Showing posts with label useless mum. Show all posts
Showing posts with label useless mum. Show all posts

Saturday, 28 January 2012

When Other Mothers Stare

photo by Sarah Tucker


I wrote a post last week about feeling like a useless mother and this is along a similar vein although it's much less self depreciating and more advice seeking. I took JC to soft play today with his little friend and one of my mummy friends. We've been before and had a good experience but this time was very different.

JC is getting over a cold and still has a cough and a runny nose but otherwise is fine and well. Every time he coughed it was as if all the other parents (mostly mothers) expected men in has-mat suits to burst in door and set up an isolation chamber around him so he couldn't infect their little darlings. I mean seriously, what toddler isn't hanging with something at this time of year? It's not like he had pox or slapped cheek or even the dreaded D&V.

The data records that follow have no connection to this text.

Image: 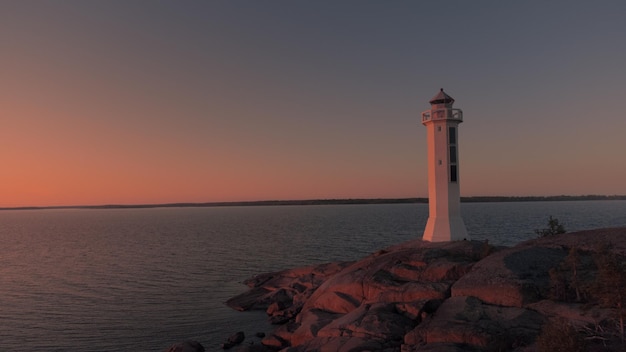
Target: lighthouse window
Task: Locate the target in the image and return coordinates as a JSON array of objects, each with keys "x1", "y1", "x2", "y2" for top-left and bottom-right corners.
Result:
[
  {"x1": 450, "y1": 145, "x2": 456, "y2": 163},
  {"x1": 448, "y1": 127, "x2": 456, "y2": 144}
]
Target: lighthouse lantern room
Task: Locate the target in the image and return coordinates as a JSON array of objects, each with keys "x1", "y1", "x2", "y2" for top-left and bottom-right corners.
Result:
[{"x1": 422, "y1": 88, "x2": 469, "y2": 242}]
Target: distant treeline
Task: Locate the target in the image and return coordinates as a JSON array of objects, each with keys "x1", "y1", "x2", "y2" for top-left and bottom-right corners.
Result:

Then he was trying to chase the older children and attempting to sneak his way into the big kids play area. Every time I tried to redirect him or pick him up and remove him he took the mother of all tantrums. He is only 17 months but his tantrums at the moment can rival any 2/3 year old's. He is into the slapping of faces when he is stropping and I quiet often bare the brunt of a slap to the face followed by screaming. The hurt and annoyance of this happening at all is only intensified by 'The Stare'.

You know the one, where you feel like everyone in the room/supermarket/bus etc has turned to look at you with utter disapproval as if to say 'discipline your child'.

So please tell me, how should I be disciplining my 17 month old? He's too wee to understand timeouts and naughty steps. I'm not really into smacking, it didn't do me any harm right enough but I just don't feel right about. So please help me out with this, what is it they are expecting from me?

and how should I react to 'The Stare' my impulsive reaction is to tell them to 4 star off but I guess the middle class mummy brigade (or as I like to call them, The Mummy Mafia) will judge me even more.

I suppose I could stick with my Gran's advice 'nobody can make you feel inferior unless you let them'. Great pearl of wisdom there, just harder to put it into practice!

Any advice? Any similar 'Stare' stories? Please Share!

*Sarah Tucker wrote an interesting article about The Mummy Mafia

Friday, 20 January 2012

I'm not a bad mother, just sometimes a useless one.

Ok, so that title is a little over dramatic.

Some days I feel like that though.

I'm guessing that a lot of parents have their off days.

For me, I feel useless when I forget something vital like my spare nappies in his bag or his bib for lunch when we are eating out (because I am human and busy).

Or when I take my attention off him for that moment when he decides to get the courage to climb up on his high chair and dive off landing face first on the laminate (because I am human and busy and he is an independent and fearless child).

Or when I take him to The Ceramic Experience (one of these 'my baby just loves to be creative and do hand prints on ceramics' type of places) and he screams and cries because he would rather be running around the shop or playing in the soft play (because he just isn't ready for this yet and I have too high expectations).

Or when we go to Mothercare with JC on reins and he spends the whole time straining and pulling in the opposite direction and giving the occasional protest shriek. Whilst passing mother's with angelic textbook children who roll their eyes in disapproval (because he is a spirited child and they obviously have no idea what it's like to raise one, either that they have a crap memory).

Or when I lose my temper and shout at him because after 3 attempt to pull my straighteners cord from my hand he manages to get it from me and it lands inches from his hands (because I am human and because I was so scared that he had hurt himself).

These are just a few isolated examples of course and the Mummy guilt goes a lot deeper than what I've listed here.

Some days I think I am doing a great job and that he is the most adorable little person on the planet but then I have an off day like today and I wonder if I actually have a clue about motherhood. But even on these days, I still love him and I still think he's adorable and I still thank my lucky stars that I have him in my life.